Yesterday, today, and tomorrow, there is a seminar series for a new technique in genomics.
The other group in our University won a grant to implement the technique. Thanks to them, the technique will be available to us. The company reps are providing technical and implementation seminars. I wanted to know what exactly the technique can do, and what we can do with it.
The technique has been around for a few years, so we will not be an innovator. But using the relatively new technique at an appropriate place in our research should be enough to place us as an early adapter (or early majority, depending on how we use it).
New technologies are tools that allow us to do what we couldn't. They can make breakthroughs in science. It is important to keep an eye on them.
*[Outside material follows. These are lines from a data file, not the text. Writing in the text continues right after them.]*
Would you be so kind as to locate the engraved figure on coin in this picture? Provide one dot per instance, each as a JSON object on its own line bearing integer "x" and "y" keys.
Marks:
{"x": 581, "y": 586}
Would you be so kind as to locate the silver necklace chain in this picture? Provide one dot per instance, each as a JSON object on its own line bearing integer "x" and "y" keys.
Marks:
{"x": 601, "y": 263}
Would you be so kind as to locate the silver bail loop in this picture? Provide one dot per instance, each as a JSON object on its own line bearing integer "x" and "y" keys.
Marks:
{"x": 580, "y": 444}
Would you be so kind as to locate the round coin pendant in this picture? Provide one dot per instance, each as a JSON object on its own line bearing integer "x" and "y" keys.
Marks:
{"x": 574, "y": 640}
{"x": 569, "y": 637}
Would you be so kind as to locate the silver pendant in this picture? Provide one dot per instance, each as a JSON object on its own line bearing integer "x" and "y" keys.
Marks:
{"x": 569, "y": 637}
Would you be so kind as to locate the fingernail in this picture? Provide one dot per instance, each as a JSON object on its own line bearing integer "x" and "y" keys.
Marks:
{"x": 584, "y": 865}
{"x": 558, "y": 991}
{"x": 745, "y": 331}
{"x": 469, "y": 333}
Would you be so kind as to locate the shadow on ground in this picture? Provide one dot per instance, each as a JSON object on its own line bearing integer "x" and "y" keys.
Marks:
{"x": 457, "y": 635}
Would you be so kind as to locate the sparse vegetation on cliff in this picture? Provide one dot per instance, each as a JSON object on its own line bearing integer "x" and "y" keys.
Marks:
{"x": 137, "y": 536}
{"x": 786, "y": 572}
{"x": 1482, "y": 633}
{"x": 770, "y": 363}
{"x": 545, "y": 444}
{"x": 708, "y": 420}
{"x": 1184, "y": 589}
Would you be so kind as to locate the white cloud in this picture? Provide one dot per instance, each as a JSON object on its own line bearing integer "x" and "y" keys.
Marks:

Thanks to the seminar series, I get how the technique works, and how to use the kit and equipment. I'll save the technical details, but the technique would allow us to analyze cancer and other cells in as much details as previous techniques, while requiring much fewer cells. It should be useful to our research.
Next important thing is the price. I got to consider some blunt questions like, "How much will it cost to use the technique? How can we use the technique to obtain the information that would solve our research question? Will the payoff justify the cost?"
We may want to romanticize science. But science is an act of human that involves money and price tags after all, and all bottom line thinking apply.
In my observation, people who "just do it" tend to win, though.
Highest regard usually goes to someone who creates something that helps many people. In terms of science, that something can be a new useful substance like a new medicine, a new idea that change our ways of thinking, or a tool that helps well beings of many. I should remind myself of this big picture more often.